Il progetto risale al 2017, giunta Pisapia, e doveva essere finito addirittura nel 2022. Tra stop and go, il taglio del nastro è slittato alla "primavera 2025", poi a gennaio, ultima deadline "entro la primavera". Ora si vede il traguardo: la piscina di via Fatebenesorelle, la prima comunale nel centro storico, "aprirà a giugno", lo ha annunciato ieri l'assessore allo Sport Martina Riva. Le ultime previsioni avevano fanno ben sperare nei primi bagni a marzo o al massimo ad aprile ma i lavori finiranno il mese prossimo, l'impianto sarà poi consegnato a MilanoSport e bisognerà attendere i collaudi. Il palazzetto con vasca coperta di 12 metri per 25, una vasca più piccola per i bambini, spogliatoi, palestra, area ristoro e solarium in zona Moscova è stato realizzato come opera a scomputo degli oneri di urbanizzazione legati alla riqualificazione dell'ex Garage Traversi in San Babila. E c'è una buona notizia per il centro balneare Scarioni, chiuso ormai dal 2019. Quarantotto ore fa Go Fit, la società spagnola che completerà entro fine anno il restyling del Lido e aveva già presentato una manifestazione di interesse per l'impianto di Niguarda ha "riformalizzato l'interesse ad andare ad andare avanti" spiega Riva. Un anno fa la giunta aveva chiesto all'operatore ulteriori integrazioni al progetto, "abbiamo appena ricevuto le modifiche richieste quindi siamo certi di andare avanti. Poi ci sarà la gara pubblica per l'aggiudicazione" con diritto di prelazione per il proponente "e vinca il migliore". Prima dovrà esprimersi ovviamente la Conferenza dei servizi decisoria, poi la giunta potrà approvare la procedura. Sempre che non subentrino ulteriori intoppi, nella migliore delle ipotesi la Scarioni potrebbe riaprire nel 2029.
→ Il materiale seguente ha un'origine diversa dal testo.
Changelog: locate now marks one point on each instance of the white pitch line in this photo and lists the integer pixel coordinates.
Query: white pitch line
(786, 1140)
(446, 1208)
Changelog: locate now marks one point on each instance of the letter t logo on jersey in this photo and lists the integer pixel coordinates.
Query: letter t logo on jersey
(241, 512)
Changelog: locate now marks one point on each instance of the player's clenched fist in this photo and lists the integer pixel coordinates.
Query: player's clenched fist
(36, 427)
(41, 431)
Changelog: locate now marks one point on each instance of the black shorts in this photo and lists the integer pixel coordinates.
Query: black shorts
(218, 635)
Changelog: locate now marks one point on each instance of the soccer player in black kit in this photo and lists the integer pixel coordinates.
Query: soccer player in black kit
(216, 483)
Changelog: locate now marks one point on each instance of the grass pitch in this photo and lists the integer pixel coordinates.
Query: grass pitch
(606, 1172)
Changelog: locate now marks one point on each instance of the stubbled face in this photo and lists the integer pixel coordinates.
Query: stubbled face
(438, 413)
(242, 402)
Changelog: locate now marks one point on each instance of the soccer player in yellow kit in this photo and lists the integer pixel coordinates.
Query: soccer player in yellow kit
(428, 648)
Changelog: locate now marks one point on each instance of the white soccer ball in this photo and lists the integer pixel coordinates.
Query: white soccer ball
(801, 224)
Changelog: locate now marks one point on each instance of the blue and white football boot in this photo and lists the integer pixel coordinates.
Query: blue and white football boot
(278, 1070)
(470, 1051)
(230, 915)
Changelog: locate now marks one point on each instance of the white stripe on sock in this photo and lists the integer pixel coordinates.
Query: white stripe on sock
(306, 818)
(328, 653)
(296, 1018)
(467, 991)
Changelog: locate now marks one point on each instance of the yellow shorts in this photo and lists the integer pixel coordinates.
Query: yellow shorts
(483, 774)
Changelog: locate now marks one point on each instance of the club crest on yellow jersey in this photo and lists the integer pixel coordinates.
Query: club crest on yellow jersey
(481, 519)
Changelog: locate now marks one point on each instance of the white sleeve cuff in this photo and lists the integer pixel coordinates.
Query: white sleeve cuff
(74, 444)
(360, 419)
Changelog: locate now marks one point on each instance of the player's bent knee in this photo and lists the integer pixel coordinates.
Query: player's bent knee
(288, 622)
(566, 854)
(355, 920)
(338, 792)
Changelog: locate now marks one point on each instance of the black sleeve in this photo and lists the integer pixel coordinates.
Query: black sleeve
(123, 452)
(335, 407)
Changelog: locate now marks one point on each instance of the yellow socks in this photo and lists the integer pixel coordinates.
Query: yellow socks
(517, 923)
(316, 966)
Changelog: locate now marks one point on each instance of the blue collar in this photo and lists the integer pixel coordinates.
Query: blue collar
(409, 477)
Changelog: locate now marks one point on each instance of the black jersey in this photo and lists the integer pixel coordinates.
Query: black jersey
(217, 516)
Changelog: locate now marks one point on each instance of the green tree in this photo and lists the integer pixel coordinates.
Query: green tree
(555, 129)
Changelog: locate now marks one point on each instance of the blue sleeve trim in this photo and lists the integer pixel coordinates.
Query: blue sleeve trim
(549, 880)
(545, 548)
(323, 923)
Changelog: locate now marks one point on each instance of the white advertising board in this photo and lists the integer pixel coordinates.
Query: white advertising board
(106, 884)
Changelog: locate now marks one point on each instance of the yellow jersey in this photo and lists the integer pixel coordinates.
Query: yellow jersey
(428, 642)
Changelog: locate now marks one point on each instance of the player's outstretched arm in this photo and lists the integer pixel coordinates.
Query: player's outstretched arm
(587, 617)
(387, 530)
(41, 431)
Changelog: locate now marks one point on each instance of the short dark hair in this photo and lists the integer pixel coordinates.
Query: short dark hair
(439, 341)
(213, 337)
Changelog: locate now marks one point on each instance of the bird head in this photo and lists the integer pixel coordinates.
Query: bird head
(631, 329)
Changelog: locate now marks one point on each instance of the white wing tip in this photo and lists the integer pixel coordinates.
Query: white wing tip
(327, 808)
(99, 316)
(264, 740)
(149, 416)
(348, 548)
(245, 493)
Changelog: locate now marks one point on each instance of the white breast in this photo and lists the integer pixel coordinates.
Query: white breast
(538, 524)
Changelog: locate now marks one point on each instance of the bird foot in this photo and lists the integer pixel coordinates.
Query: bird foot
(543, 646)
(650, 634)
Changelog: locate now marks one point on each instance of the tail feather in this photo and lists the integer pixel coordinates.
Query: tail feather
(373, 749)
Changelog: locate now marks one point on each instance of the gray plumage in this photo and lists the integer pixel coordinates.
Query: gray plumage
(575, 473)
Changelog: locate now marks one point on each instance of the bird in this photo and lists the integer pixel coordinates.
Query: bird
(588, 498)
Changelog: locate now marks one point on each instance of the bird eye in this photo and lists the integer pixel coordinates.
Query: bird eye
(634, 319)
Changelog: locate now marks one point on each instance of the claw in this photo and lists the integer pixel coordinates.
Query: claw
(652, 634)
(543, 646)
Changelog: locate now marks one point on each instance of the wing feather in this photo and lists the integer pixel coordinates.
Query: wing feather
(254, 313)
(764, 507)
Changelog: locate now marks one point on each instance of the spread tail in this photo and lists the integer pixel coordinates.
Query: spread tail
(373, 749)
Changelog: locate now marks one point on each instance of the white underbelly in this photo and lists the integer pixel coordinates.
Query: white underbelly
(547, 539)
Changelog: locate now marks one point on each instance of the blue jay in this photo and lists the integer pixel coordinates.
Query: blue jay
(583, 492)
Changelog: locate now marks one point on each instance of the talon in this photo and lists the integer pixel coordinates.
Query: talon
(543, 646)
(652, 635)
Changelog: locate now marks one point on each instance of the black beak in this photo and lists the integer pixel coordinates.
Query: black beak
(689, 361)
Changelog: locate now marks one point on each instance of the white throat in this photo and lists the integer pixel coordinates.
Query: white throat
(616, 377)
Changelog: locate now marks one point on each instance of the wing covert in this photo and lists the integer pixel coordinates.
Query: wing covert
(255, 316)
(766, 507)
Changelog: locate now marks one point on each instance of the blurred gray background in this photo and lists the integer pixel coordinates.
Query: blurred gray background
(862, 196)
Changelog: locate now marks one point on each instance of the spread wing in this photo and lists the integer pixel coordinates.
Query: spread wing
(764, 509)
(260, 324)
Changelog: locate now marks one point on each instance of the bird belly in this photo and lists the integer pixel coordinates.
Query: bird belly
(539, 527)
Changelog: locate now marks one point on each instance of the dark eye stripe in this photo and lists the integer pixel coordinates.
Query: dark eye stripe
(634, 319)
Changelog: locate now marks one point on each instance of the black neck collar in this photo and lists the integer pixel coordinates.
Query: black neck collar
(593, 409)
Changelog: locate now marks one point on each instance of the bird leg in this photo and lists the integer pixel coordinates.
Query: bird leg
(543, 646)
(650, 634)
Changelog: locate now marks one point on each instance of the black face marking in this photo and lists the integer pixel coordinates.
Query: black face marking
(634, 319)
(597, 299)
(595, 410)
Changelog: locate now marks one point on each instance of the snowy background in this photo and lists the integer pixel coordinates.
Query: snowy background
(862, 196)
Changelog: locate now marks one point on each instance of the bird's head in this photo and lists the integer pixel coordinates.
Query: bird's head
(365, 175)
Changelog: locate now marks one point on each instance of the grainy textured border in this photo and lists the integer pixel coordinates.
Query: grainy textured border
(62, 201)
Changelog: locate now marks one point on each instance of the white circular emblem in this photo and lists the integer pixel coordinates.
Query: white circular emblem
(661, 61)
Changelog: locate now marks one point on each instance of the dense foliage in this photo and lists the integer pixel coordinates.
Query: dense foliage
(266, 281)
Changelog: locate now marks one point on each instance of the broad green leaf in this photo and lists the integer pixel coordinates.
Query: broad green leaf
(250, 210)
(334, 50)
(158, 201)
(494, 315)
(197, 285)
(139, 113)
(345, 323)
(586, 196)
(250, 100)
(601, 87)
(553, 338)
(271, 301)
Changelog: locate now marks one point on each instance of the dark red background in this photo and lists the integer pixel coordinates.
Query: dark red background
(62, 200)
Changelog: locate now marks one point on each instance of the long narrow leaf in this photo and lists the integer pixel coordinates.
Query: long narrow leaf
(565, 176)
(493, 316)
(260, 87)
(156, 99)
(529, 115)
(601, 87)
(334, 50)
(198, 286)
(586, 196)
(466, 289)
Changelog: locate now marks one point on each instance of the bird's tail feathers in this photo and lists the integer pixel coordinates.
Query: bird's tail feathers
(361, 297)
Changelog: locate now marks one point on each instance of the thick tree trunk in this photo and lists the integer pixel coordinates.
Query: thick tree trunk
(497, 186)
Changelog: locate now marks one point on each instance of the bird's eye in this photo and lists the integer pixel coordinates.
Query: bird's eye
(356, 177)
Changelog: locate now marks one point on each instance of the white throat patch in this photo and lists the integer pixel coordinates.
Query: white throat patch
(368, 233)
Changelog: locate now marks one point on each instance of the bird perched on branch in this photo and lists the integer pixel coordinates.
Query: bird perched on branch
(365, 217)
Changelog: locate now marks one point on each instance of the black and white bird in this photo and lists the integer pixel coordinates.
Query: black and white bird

Capitolo Argelati, il centro balneare di zona Navigli è chiuso dal 2023 "per un forte bisogno di manutenzione straordinaria" ha sottolineato ieri l'assessore. Con il collega della lista Sala Emmanuel Conte (Bilancio) aveva annunciato la scorsa estate che il Comune avrebbe trovato le risorse pubbliche per finanziare il restyling e sono stati accantonati i 28 milioni necessari. Ieri Riva e l'assessore ai Servizi civici Gaia Romani hanno lanciato il "percorso partecipativo", un ciclo di incontri pubblici per raccogliere idee e proposte dai cittadini (in primis da comitati e associazioni di zona) che "saranno centrali per definire il perimetro del successivo concorso internazionale di progettazione, con cui verrà individuato il progetto migliore". Sono previsti tre incontri, tutti dalle ore 18.30 alle 20: il 24 febbraio presso l'Emit Feltrinelli di piazzale Cantore 10, il 3 marzo presso lo Spazio Seicentro di via Savona 99 e il 10 marzo presso Base Milano in via Bergognone 34. Verrà organizzato anche un open day all'Argelati e From, il soggetto che coordinerà dal punto di vista tecnico la procedura, ha previsto anche questionari online aperti a tutti. La copertura potrebbe garantire un utilizzo 365 giorni all'anno, i cittadini potranno esprimersi, suggerire funzioni sociali, servizi per gli spazi esterni. Pronto entro fine marzo il documento di indirizzo per lanciare il concorso, il progetto vincitore sarà selezionato entro gennaio 2027. "I cantieri? Non meno di 2 anni" stima Riva. La Argelati non riaprirà prima del 2029. Intanto, dopo le polemiche della scorsa estate l'assessore assicura che la prossima "terremo aperte più piscine coperte ma con solarium". Esclusa l'ipotesi di vasche temporanee "light", già offerte da sponsor, "una soluzione comunque troppo costosa" per garantire il rispetto delle norme e dei livelli di sicurezza. A proposito di legacy olimpica, ricorda che "sono partite le procedure per rinnovare 30 impianti sportivi. Stiamo riaprendo la piscina Cardellino, riapriremo il centro Carraro".
Effetto Giochi anche sul turismo: questo mese a Milano si stimano "400/500mila turisti in più rispetto a febbraio 2025 e l'impatto positivo si vedrà immediatamente dopo. Milano è 24 ore su 24 sulle tv di tutto il mondo".